O corpo docente do Departamento de História da Arte e o Programa de Pós-Graduação em História da Arte da Universidade Federal de São Paulo vem a público manifestar seu imenso pesar pela tragédia do incêndio no Museu Nacional Quinta da Boa Vista e prestar solidariedade a toda a equipe dessa instituição bicentenária, bem como a nossos colegas professores e pesquisadores da Universidade Federal do Rio de Janeiro.

Lamentamos a perda irreversível e incomensurável de um acervo magnifico, salvaguarda da memória nacional e da humanidade, e campo de trabalho de tantas gerações. Cada instituição que arde em chamas leva consigo, em poucas horas, vestígios de décadas, séculos ou mesmo milênios atrás, como no caso do Museu Quinta da Boa Vista. E, infelizmente, isso não tem sido raro no Brasil.

A nova tragédia vem se somar a uma lista na qual já figuram o Museu de Arte Moderna do Rio de Janeiro, o Museu da Língua Portuguesa, a Cinemateca Brasileira, o Liceu de Arte e Ofícios de São Paulo e o Instituto Butantã, entre outras. Esperamos que, ao menos, sirva como alerta e que esse alerta finalmente seja levado a sério. Caso contrário, junto com a nossa memória, arriscamos perder nosso futuro.

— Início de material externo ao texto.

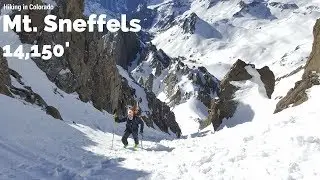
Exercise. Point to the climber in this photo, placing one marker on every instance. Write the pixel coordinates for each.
(132, 126)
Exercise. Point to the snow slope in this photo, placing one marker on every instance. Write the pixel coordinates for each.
(254, 144)
(282, 146)
(283, 43)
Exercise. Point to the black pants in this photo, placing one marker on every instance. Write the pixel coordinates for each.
(127, 134)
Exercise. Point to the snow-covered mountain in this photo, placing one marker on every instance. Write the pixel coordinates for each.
(257, 56)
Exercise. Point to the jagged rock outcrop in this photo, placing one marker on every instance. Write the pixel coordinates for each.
(89, 68)
(268, 79)
(171, 76)
(284, 6)
(4, 75)
(298, 95)
(226, 105)
(189, 24)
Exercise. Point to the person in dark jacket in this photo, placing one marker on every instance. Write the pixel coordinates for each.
(132, 127)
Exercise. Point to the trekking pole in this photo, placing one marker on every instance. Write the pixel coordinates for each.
(113, 131)
(141, 141)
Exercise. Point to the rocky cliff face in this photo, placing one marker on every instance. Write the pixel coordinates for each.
(89, 68)
(226, 105)
(4, 75)
(160, 74)
(298, 95)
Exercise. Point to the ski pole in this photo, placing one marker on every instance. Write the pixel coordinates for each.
(113, 131)
(141, 141)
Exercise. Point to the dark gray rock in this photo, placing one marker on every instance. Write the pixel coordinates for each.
(258, 9)
(226, 105)
(298, 95)
(268, 79)
(284, 6)
(189, 24)
(52, 111)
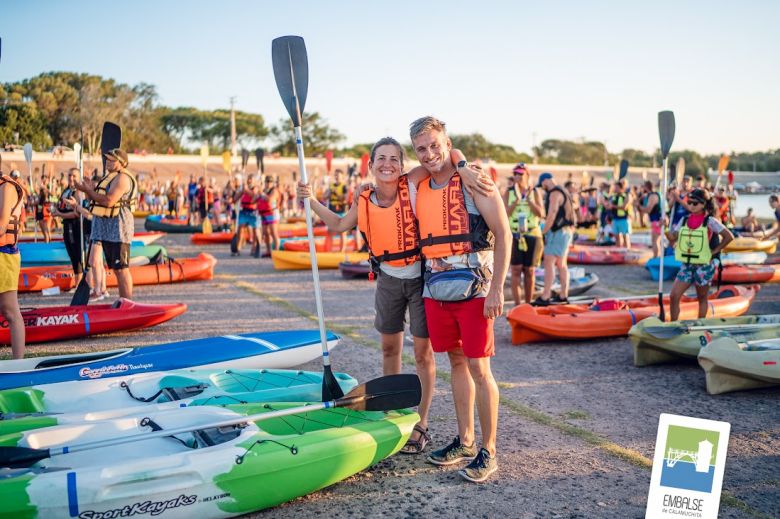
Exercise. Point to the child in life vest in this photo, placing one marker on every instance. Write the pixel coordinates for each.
(697, 239)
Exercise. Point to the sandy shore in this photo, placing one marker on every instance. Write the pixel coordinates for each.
(577, 420)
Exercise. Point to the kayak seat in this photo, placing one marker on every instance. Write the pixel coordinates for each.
(24, 400)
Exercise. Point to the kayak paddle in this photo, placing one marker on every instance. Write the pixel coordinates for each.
(670, 332)
(291, 72)
(111, 138)
(666, 133)
(386, 393)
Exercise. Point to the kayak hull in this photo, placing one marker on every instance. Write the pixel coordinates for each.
(257, 350)
(649, 349)
(291, 260)
(267, 463)
(728, 366)
(581, 322)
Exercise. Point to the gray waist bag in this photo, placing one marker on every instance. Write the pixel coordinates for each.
(456, 284)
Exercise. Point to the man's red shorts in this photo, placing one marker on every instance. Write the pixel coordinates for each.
(460, 324)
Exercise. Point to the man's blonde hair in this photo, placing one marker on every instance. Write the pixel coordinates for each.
(426, 124)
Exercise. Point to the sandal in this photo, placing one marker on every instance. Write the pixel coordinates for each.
(417, 446)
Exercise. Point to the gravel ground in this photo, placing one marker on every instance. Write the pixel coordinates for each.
(577, 421)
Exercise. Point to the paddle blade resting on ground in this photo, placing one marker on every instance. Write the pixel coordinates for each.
(623, 169)
(666, 131)
(291, 71)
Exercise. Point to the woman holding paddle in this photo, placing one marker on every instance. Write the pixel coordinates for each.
(697, 239)
(385, 216)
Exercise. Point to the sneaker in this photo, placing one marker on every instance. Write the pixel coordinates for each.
(480, 468)
(452, 453)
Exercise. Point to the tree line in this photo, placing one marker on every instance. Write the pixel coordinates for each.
(60, 108)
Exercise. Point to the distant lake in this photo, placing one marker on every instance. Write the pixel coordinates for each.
(759, 203)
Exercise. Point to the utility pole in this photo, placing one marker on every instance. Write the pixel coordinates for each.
(233, 149)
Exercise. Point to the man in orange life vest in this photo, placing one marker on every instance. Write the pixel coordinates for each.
(12, 196)
(466, 242)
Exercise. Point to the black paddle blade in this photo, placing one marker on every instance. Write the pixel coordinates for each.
(331, 390)
(384, 394)
(666, 131)
(81, 296)
(291, 72)
(21, 457)
(623, 169)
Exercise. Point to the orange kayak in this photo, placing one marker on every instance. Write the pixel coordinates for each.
(34, 279)
(323, 244)
(614, 318)
(597, 255)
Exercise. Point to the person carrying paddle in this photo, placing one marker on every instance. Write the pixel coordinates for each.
(12, 198)
(697, 239)
(399, 284)
(113, 201)
(466, 259)
(71, 224)
(558, 230)
(524, 207)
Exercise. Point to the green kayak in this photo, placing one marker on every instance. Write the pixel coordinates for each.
(655, 341)
(210, 472)
(733, 366)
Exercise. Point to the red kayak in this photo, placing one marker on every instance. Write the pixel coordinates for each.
(56, 323)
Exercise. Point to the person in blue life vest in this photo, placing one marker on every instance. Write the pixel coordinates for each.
(697, 239)
(525, 209)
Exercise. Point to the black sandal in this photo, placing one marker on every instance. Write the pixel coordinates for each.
(417, 446)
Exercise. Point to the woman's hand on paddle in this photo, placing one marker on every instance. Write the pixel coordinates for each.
(303, 191)
(494, 302)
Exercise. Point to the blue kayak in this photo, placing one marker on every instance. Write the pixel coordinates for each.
(54, 253)
(259, 350)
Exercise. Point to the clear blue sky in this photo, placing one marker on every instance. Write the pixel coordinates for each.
(560, 69)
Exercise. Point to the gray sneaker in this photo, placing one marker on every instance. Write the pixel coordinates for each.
(452, 453)
(480, 467)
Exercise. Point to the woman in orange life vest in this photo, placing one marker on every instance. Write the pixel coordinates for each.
(385, 215)
(12, 197)
(697, 250)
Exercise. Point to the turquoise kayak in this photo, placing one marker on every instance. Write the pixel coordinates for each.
(54, 253)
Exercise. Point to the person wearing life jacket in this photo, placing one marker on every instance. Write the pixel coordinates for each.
(71, 223)
(337, 195)
(618, 204)
(113, 200)
(384, 214)
(525, 208)
(247, 201)
(697, 239)
(268, 208)
(651, 206)
(560, 219)
(12, 198)
(466, 241)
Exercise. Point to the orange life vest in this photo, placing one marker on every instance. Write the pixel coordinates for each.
(391, 232)
(446, 228)
(11, 235)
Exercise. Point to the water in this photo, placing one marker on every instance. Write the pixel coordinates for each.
(759, 203)
(684, 475)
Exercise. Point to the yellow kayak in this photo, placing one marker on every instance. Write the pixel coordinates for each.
(747, 244)
(293, 260)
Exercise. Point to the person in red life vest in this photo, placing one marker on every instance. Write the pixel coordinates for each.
(268, 207)
(466, 260)
(247, 216)
(384, 215)
(12, 197)
(337, 195)
(697, 239)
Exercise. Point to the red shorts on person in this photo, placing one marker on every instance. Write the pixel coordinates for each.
(460, 324)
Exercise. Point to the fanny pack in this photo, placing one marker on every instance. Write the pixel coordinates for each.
(455, 284)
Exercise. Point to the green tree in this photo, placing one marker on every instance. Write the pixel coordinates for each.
(318, 135)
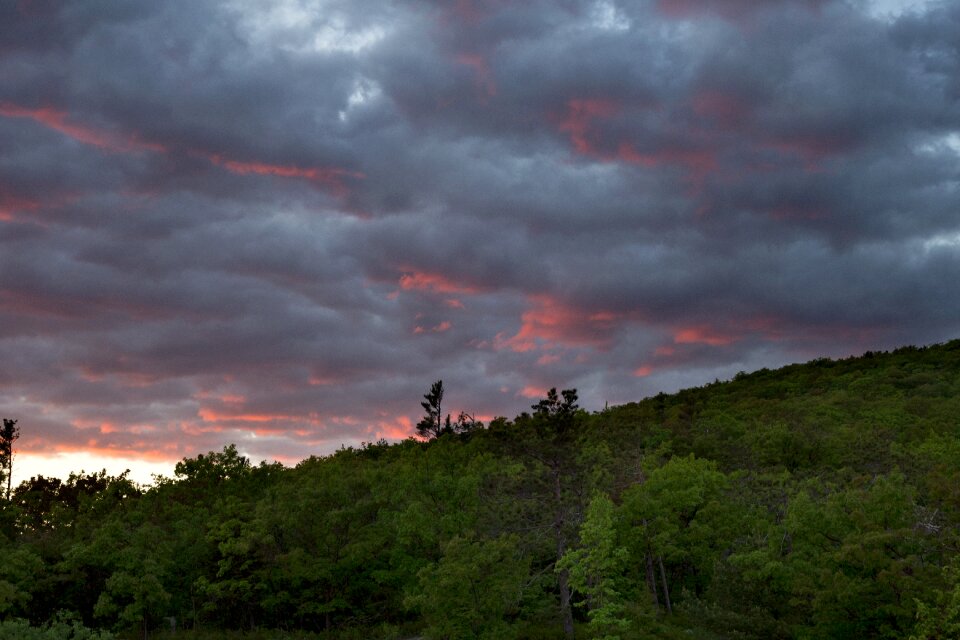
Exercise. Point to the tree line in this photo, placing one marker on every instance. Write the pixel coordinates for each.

Sem acúmulo de conhecimento, sem instituições que estimulem a reflexão e a imaginação, sem condições de trabalho adequadas para cientistas, educadores e profissionais da cultura de modo geral, será impossível o país avançar em seus desafios e preparar as novas gerações.

As universidades federais, cujo papel nesses processos é fundamental, têm precisado lutar para continuar funcionando, apesar da falta de recursos. A Unifesp, por exemplo, teve uma redução de aproximadamente 80% nos recursos para infraestrutura a partir de 2016, em relação às médias anuais anteriores. Será mera coincidência o fato de o Museu Nacional ser vinculado a uma universidade?

O luto pelo incêndio na Quinta da Boa Vista não pode nos paralisar. É preciso discutir de forma ampla e explícita as prioridades orçamentárias do governo e as consequências dos cortes de investimentos na educação, na ciência e na cultura.

Por fim, colocamo-nos à disposição para colaborar nos esforços de ressignificação dessa imensa catástrofe.